Visit Jason in Florence
Due to the fact that Jason Arkles cannot stop talking about sculpture, he has been a sought-after guide in Florence for several years, leading tours of some of Florence’s most important sites for sculptors for the British Institute of Florence’s History of Art Department. Although he’s not an officially registered tour guide and so cannot offer ‘professional’ private guided tours, he’s put together a few itineraries which you will find below, and is very open to creating custom tours following the wishes and interests of his friends, followers and clients. If you are coming to Florence and want to meet Jason, tour his studio, or take a walk with Jason around some of his favorite places, simply email Jason here.
Early Renaissance tour
Half day (Three hours)
This itinerary includes a visit to Orsanmichele, the Baptistery, and the Museo Del Opera Del Duomo (the Duomo museum is one of the best in town and rich with sculpture history, but not as famous at the Uffizi or Accademia).

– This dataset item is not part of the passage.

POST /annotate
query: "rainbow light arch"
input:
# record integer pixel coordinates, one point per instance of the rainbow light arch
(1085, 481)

These sites focus on the beginnings of the renaissance and the evolution that sculpture went through at the time, through to the end of the 'Early' Renaissance. So, everyone up to Michelangelo, including Donatello, Andrea Pisano, Brunelleschi, Ghiberti, Nanni Di Banco, Verrocchio, and more.
High Renaissance Tour
Half Day (Three hours)
Another solid half day would be the Bargello Museum, followed by Piazza Signoria and then the Medici Chapel. (Really, the Bargello is a must see no matter what). In the Bargello you get a solid sampling of early Renaissance stuff not seen on the 'early renaissance' tour, such as the competition panels for the baptistery by Ghiberti and Brunelleschi, Donatello's David, Luca Della Robbia, and more; plus, some early works by Michelangelo including his Pitti Tondo and the Bacchus, and fantastic examples of the generation after Michelangelo known as the Mannerists - Cellini, Baccio Bandinelli, Ammannati, and Giambologna. In The Piazza you’ll see the masterworks of these artists, like the Rape of a Sabine by Giambologna, Cellini's Perseus, and more. At the Medici chapel you will be in a small room surrounded by more Michelangelo sculpture in one room than anywhere on earth. Powerful stuff.

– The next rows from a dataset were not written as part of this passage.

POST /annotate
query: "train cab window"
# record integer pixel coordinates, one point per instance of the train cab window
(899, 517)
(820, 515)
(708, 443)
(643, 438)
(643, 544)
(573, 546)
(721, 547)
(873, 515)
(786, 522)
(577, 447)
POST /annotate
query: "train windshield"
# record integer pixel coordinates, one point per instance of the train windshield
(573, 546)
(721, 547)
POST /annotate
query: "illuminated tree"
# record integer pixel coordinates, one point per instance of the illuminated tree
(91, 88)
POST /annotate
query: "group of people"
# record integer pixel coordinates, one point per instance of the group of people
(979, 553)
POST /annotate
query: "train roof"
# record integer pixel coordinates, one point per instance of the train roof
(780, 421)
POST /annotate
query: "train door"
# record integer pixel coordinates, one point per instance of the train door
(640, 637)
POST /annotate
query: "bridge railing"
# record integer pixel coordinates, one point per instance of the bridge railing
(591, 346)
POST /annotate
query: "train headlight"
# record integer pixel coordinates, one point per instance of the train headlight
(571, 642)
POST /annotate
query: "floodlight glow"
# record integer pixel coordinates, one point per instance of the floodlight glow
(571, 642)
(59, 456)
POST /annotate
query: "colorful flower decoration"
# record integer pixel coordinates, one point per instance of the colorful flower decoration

A chance to see something few tourists ever see - the inside of a working sculptor’s studio. Located in a prestigious Renaissance Palazzo on the banks of the Arno river across from the Uffizi Museum, Jason’s studio is a showcase of not only his work (which is not for sale in any gallery in the world except in his own), but also a showcase of the tools, materials, and techniques of a sculptor working in traditional methods. Visitors will have the opportunity to try their hand at carving marble, see firsthand how figures are modeled, molded, and cast, and best of all, hear Jason’s explanation of his work, his method, and his thoughts on sculpture generally. The studio visit is a favorite of fans of The Sculptor’s Funeral Podcast - it’s a bit like having your very own episode. Ask Jason anything.